Thanks, I'll go for peanut oil then and I believe that lard would be very tasty indeed but also a little bit unhealthy.. 

And what kind of restaurant do you have? Seafood I guess..


----------



## Bolas De Fraile (Jul 12, 2011)

Sprout said:


> He was alive at the time, right?
> 
> Do you peel the potatoes or leave the skins on?
> I would love to hear about that Beef Stroganoff recipe as well!


The pots are peeled then cut, rinse, dry and fry


----------



## Bolas De Fraile (Jul 12, 2011)

john_722 said:


> This I'm gonna try also.
> But how long approximately the potatoes should hang like that?
> And you also fry them 2 times?
> 
> Also I'm very interested in the Beef Stroganoff recipe from your uncle.


 it varies, the pot is important to. I grow 4 types of "keepers" (main crop spuds that you leave in the soil for two weeks after the plant dies, this make the skin thick) I usually pick King Edwards to do this with, just leave them a few weeks or until they feel spongy and look like Rupert Murdoch's face.
Maury's Beef Strog
I have a good cheap supply of Fillet steak tails and off cuts.
Part freeze your steak so you can cut it into 1/4" batons, dredge in seasoned corn starch.
Cut onions and portobello mushrooms into the same size as the meat.
Sweat the onions in a little oil till opaque then tip out of the pan onto a plate.
Clean the pan and sweat the mushrooms till the have lost all their moisture, tip out onto a plate.
Clean the pan, heat a little oil in the pan till it starts to shimmer (very hot) then stir fry the steak for a minute or so, tip in the onions and mushrooms then add very sour cream, keep the burner on max and in a few seconds the corn starch should have amalgamated with the cream to make a soft omelet finish, check the seasoning and serve with the crisp fries.
The contrast of textures between the soft creamy beef and the crisp fries makes this dish and is traditional. Pasta and rice just dont cut the mustard


----------



## john_722 (Jul 12, 2011)

Bolas De Fraile said:


> it varies, the pot is important to. I grow 4 types of "keepers" (main crop spuds that you leave in the soil for two weeks after the plant dies, this make the skin thick) I usually pick King Edwards to do this with, just leave them a few weeks or until they feel spongy and look like Rupert Murdoch's face.
> Maury's Beef Strog
> I have a good cheap supply of Fillet steak tails and off cuts.
> Part freeze your steak so you can cut it into 1/4" batons, dredge in seasoned corn starch.
> ...




Thanks, I'll try it. 
And what seasoning do you use?


----------



## Rocklobster (Jul 12, 2011)

john_722 said:


> And what kind of restaurant do you have? Seafood I guess..

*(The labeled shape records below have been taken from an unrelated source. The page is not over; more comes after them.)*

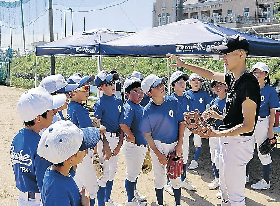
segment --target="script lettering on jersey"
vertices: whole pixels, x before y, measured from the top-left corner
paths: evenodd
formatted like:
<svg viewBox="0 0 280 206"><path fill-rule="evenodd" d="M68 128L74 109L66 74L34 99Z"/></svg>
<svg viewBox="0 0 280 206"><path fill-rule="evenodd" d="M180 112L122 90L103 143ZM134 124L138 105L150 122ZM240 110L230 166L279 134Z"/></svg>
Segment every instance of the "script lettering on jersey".
<svg viewBox="0 0 280 206"><path fill-rule="evenodd" d="M27 154L23 154L23 150L21 150L19 152L14 152L14 146L12 145L10 151L12 166L18 163L27 166L30 166L32 164L32 160L29 158L30 155Z"/></svg>

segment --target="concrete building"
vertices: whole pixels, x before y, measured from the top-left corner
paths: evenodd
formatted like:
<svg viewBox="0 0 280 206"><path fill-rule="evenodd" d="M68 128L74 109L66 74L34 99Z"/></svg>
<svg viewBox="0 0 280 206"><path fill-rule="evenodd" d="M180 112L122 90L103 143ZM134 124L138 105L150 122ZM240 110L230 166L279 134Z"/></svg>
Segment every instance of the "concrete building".
<svg viewBox="0 0 280 206"><path fill-rule="evenodd" d="M176 0L156 0L153 4L153 27L176 21L177 1ZM185 0L184 19L194 18L231 28L275 24L279 22L276 21L274 14L279 8L274 10L274 6L279 1L279 0ZM246 29L244 31L247 31L248 29ZM258 34L279 31L280 31L279 27L270 27L251 29L249 32ZM280 33L269 34L269 37L280 39L279 34Z"/></svg>

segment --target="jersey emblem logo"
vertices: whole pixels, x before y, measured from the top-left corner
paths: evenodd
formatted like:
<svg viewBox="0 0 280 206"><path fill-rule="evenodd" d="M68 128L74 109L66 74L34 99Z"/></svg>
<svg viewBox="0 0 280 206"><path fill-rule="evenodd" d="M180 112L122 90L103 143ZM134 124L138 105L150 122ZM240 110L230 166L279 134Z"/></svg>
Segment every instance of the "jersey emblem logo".
<svg viewBox="0 0 280 206"><path fill-rule="evenodd" d="M14 152L14 146L12 145L10 151L12 166L18 163L27 166L30 166L32 164L32 160L30 158L30 155L27 154L22 154L23 150L21 150L19 152Z"/></svg>

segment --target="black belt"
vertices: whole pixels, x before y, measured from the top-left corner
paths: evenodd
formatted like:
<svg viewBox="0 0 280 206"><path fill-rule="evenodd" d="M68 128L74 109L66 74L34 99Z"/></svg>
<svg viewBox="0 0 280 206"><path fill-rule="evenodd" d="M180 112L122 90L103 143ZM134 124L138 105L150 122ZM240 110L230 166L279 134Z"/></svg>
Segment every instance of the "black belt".
<svg viewBox="0 0 280 206"><path fill-rule="evenodd" d="M35 199L35 193L31 193L30 192L28 192L28 198L31 198L31 199Z"/></svg>

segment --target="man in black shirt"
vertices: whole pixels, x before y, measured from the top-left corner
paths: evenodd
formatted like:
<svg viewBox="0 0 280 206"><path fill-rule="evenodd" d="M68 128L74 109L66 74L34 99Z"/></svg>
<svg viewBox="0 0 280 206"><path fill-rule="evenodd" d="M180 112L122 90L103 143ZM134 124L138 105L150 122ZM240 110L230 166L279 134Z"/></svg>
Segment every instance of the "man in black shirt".
<svg viewBox="0 0 280 206"><path fill-rule="evenodd" d="M219 137L221 151L219 159L219 186L222 192L222 206L245 205L244 188L245 166L251 159L254 143L253 134L258 120L261 102L259 85L256 78L247 70L246 59L249 43L236 34L226 37L221 45L213 47L214 52L223 54L226 73L184 62L171 54L176 64L205 78L225 83L228 85L227 100L219 131L211 136ZM228 71L231 70L231 72Z"/></svg>

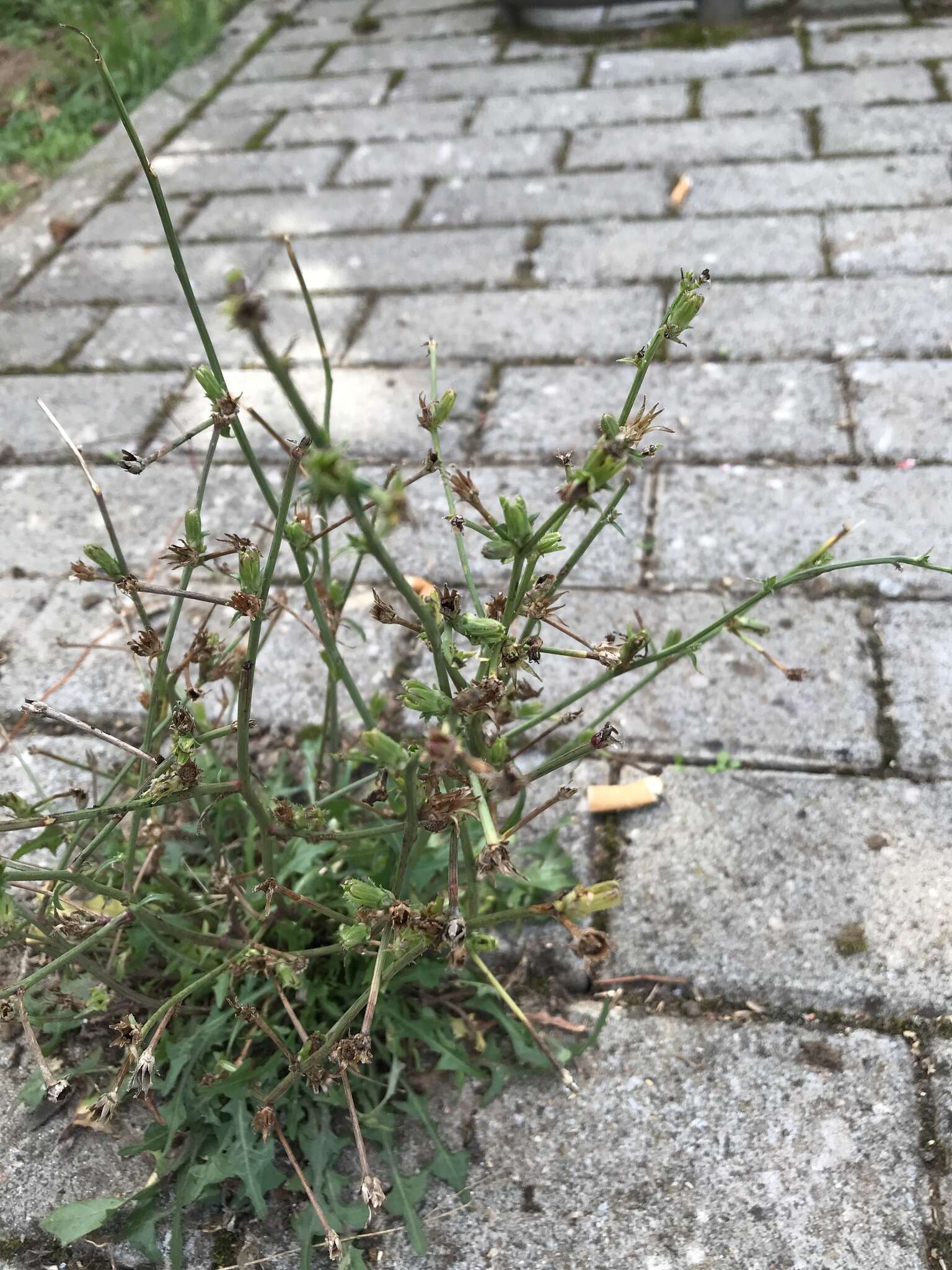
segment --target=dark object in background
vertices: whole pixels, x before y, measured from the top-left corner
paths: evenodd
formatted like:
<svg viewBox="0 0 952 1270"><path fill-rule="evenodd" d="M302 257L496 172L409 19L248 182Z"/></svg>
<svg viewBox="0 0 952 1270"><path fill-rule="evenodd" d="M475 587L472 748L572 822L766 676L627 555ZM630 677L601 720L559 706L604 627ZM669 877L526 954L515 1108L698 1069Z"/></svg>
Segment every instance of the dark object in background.
<svg viewBox="0 0 952 1270"><path fill-rule="evenodd" d="M527 9L600 9L607 3L611 0L503 0L501 8L513 27L526 27ZM651 3L652 0L628 0L632 8ZM698 22L713 25L718 22L739 22L744 17L745 4L744 0L696 0L696 10Z"/></svg>

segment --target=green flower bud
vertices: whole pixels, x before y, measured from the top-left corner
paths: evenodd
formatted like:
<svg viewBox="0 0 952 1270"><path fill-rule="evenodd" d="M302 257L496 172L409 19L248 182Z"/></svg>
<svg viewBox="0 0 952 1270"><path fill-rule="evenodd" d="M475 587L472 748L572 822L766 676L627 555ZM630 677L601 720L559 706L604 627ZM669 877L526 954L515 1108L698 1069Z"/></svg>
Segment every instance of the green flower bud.
<svg viewBox="0 0 952 1270"><path fill-rule="evenodd" d="M341 881L340 889L357 908L390 908L396 902L392 890L363 878L347 878Z"/></svg>
<svg viewBox="0 0 952 1270"><path fill-rule="evenodd" d="M505 639L505 626L498 622L495 617L477 617L476 613L459 613L453 625L471 644L501 644Z"/></svg>
<svg viewBox="0 0 952 1270"><path fill-rule="evenodd" d="M430 405L430 427L438 428L440 423L446 423L454 405L456 392L453 389L447 389L439 401Z"/></svg>
<svg viewBox="0 0 952 1270"><path fill-rule="evenodd" d="M380 728L360 733L360 751L377 767L386 767L390 772L402 772L410 762L410 754L404 747Z"/></svg>
<svg viewBox="0 0 952 1270"><path fill-rule="evenodd" d="M350 926L340 926L338 930L338 941L344 945L345 949L359 947L360 944L366 944L371 937L371 928L366 922L355 922Z"/></svg>
<svg viewBox="0 0 952 1270"><path fill-rule="evenodd" d="M204 533L202 533L202 513L197 507L189 507L185 512L185 541L193 551L199 555L204 551Z"/></svg>
<svg viewBox="0 0 952 1270"><path fill-rule="evenodd" d="M255 546L239 551L239 583L246 596L256 596L261 583L261 552Z"/></svg>
<svg viewBox="0 0 952 1270"><path fill-rule="evenodd" d="M592 886L572 886L552 906L557 913L566 917L590 917L604 908L614 908L622 902L622 888L617 881L597 881Z"/></svg>
<svg viewBox="0 0 952 1270"><path fill-rule="evenodd" d="M438 688L432 688L420 679L405 679L404 692L400 700L407 710L415 710L418 714L421 714L424 719L428 719L430 715L437 719L443 719L449 714L453 705L446 692L440 692Z"/></svg>
<svg viewBox="0 0 952 1270"><path fill-rule="evenodd" d="M311 535L300 521L288 521L284 526L284 537L294 551L303 551L311 545Z"/></svg>
<svg viewBox="0 0 952 1270"><path fill-rule="evenodd" d="M212 403L217 405L225 396L225 385L207 366L197 366L194 370L195 382Z"/></svg>
<svg viewBox="0 0 952 1270"><path fill-rule="evenodd" d="M88 542L83 547L84 555L86 555L93 564L99 565L103 573L108 573L110 578L122 578L122 569L118 566L116 560L109 555L105 547L96 546L95 542Z"/></svg>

 Well, I've had a couple. My first one was a Trattoria in Italy with my first wife.  Then, I settled in a small rural community here in Canada and had a family diner/bistro type place for 13 years.


----------



## john_722 (Jul 12, 2011)

Rocklobster said:


> Well, I've had a couple. My first one was a Trattoria in Italy with my first wife.  Then, I settled in a small rural community here in Canada and had a family diner/bistro type place for 13 years.



Italian food, one the best..


----------



## purple.alien.giraffe (Jul 12, 2011)

Bolas De Fraile said:


> it varies, the pot is important to. I grow 4 types of "keepers" (main crop spuds that you leave in the soil for two weeks after the plant dies, this make the skin thick) I usually pick King Edwards to do this with, just leave them a few weeks or until they feel spongy and look like Rupert Murdoch's face.
> Maury's Beef Strog
> I have a good cheap supply of Fillet steak tails and off cuts.
> Part freeze your steak so you can cut it into 1/4" batons, dredge in seasoned corn starch.
> ...



That sounds really good. When winter hits, I'm going to have to try that.


----------



## joesfolk (Jul 12, 2011)

I always thought that beef stroganoff was traditionally served with egg noodles...Who knew?!


----------



## BillyJonesJr (Jul 26, 2011)

Cut, rinse, dry the potatoes.. blanch for 3 minutes (flash fry)... then fry for 6 minutes or until last course is ready ...


----------



## RonF (Sep 18, 2011)

Sorry to bump an old thread but I have a question regarding the Georgian fries...

Have been to Georgia and loved it (slightly wild trip I had there though!), and also think I have developed an intolerance to one or another of the starches in rice/pasta/potatoes, which is a real pity given how much I love all of these things, so am interested in how to make fries with reduced starch content, and would love to try the traditional Georgian approach.

Do you blanch then fry the fries, or just fry, or double fry?

Hope you see this and offer some tips.

Thanks

Ron


----------